Intraurethral Suppositories (MUSE)

What is MUSE? 

Intraurethral suppositories (MUSE) are very small pellets of the medication prostaglandin E1 (alprostadil), the same medication used for penile injections. A man inserts the MUSE tablet into his urethra (urinary tube) using a disposable plastic applicator. The suppository melts and the medicine seeps into the erectile tissue. The MUSE system comes in 4 doses: 125, 250, 500, or 1000 micrograms. Most men need the highest dose to get and keep firm erections. 

How Does It Work? 

MUSE is designed to deliver alprostadil to the erectile tissue without using an injection. The small pellet is about the size of a grain of rice and is put into a special plastic applicator. First, a man urinates to moisturize the inside of his urethra. Then, he slips the applicator about one inch into the urinary opening and gently pushes a button on top of the applicator, releasing the pellet inside his urethra. In order to help the medication melt, he needs to sit, stand, or walk while massaging his penis for at least 10 minutes. 

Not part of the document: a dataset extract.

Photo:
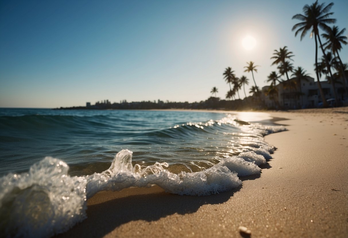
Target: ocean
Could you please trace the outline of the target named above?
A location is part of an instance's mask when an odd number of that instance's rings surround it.
[[[157,185],[205,196],[237,187],[271,158],[264,136],[286,129],[245,116],[0,109],[0,232],[63,232],[103,190]]]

Although the medication alone causes some swelling of the penis, erections are typically firmer with sexual stimulation. MUSE does not change sensation on the skin of the penis or a man's ability to reach orgasm. Ejaculation of semen and urination are not affected. 

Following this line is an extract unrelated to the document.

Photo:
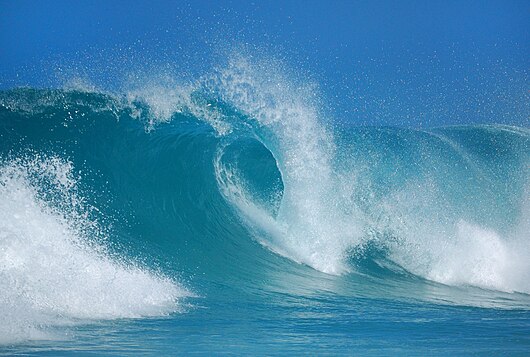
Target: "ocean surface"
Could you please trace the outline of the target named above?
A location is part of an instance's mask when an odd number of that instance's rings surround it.
[[[359,127],[245,57],[0,92],[0,354],[530,354],[530,130]]]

Like the medication used for injection therapy, the alprostadil in MUSE should relax the soft tissue inside of the penis and allow blood to flow in and create an erection. Unfortunately, MUSE is not nearly as effective as penile injections for men who have medically-caused ED. Even when men use the highest dose, many never get a firm erection. It is reported to sometimes work on about half of tries.

MUSE can also be combined with a vacuum pump or a constriction band on the base of the penis. Some urologists suggest combining MUSE with a PDE5 inhibitor. However, using the two medications together could lead to priapism (prolonged erection), or to a sudden drop in blood pressure.  Always consult your doctor before combining therapies. When Can MUSE Help? 

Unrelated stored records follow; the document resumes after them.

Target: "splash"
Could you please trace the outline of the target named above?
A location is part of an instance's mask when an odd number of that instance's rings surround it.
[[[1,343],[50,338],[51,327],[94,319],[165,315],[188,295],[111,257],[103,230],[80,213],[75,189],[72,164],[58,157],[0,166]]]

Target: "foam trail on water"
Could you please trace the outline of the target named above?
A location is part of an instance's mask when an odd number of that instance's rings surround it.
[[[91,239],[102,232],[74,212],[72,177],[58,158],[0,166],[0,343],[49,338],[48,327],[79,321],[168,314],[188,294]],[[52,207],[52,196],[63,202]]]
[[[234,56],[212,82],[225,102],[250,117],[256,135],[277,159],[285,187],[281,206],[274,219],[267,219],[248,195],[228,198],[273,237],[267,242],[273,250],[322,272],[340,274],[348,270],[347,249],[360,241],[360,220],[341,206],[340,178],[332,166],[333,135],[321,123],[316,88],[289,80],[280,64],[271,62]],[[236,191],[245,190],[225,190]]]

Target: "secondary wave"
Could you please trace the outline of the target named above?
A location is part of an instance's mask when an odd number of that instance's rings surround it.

MUSE may make enough of a difference in erection firmness to be helpful to men who get erections on their own that are almost firm enough, or to give a boost in self-confidence to men with anxiety-based erection problems.

Recently MUSE has been used for penile rehabilitation after cancer treatment, since it can increase blood flow in the penis, although usually not to the point of a full erection. In one recent study, daily dosing with either a PDE5 inhibitor or MUSE both appeared to help men recover erections in the first year after radical prostatectomy. 

Ask your oncologist or urologist if MUSE might work for you.

What are Common Side Effects? 

The most common side effects of MUSE, like injection therapy, is a "pins and needles" aching or burning sensation in the penis. However, each man's reaction to the medication is quite individual, and it is hard to predict whether pain will be a problem without trying MUSE. 

The medication can also leak into the vagina during intercourse and about 5% of women complain of some vaginal burning when a man uses MUSE. A pregnant woman should not have intercourse with a partner using MUSE unless he uses a condom to prevent the medication from affecting the fetus. 

Are There Health Risks? 

Like injection therapy, MUSE can cause scarring in the penis or priapism. Some men have fainted the first time they try MUSE, so it is recommended that the first trial happen in a doctor's office for safety.